Por otro lado, también nos habla de cómo esta mujer, que sabe que es bella y que es consciente de que es deseada por otros hombres, en el fondo desea pasar desapercibida, ser una mujer normal o también que los hombres la vean más allá de una belleza física.

Al mismo tiempo, aparece una visión negativa de esta mujer, ya que siendo consciente de su belleza, aunque diga que no quiere que la vean únicamente por lo bella que pueda ser, utilizada esta belleza para mantener un status y tener una cierta influencia sobre otras personas, imaginamos que hombres.

Al final del poema, Benedetti nos ofrece un último verso en el que nos da una visión personal y sincera de lo que él siente realmente cuando ve a una mujer con estas características.
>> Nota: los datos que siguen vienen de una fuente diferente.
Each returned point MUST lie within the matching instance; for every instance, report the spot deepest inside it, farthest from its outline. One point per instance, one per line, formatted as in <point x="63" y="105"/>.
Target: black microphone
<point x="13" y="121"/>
Siente que es algo negativo que una mujer utilice su belleza para influir o conseguir algo. Sin embargo no puede evitar sentir deseo hacia ella, lo mismo que otros hombres.

Al poeta le atrae la mirada de la mujer, su cuerpo, todo. No puede evitar alabar la belleza de su cuerpo y, al mismo tiempo, parece sentirse culpable de tener esos sentimientos cuando cree que esto es negativo para ella, que la hace menos mujer porque sabe que gracias a ello puede obtener un beneficio.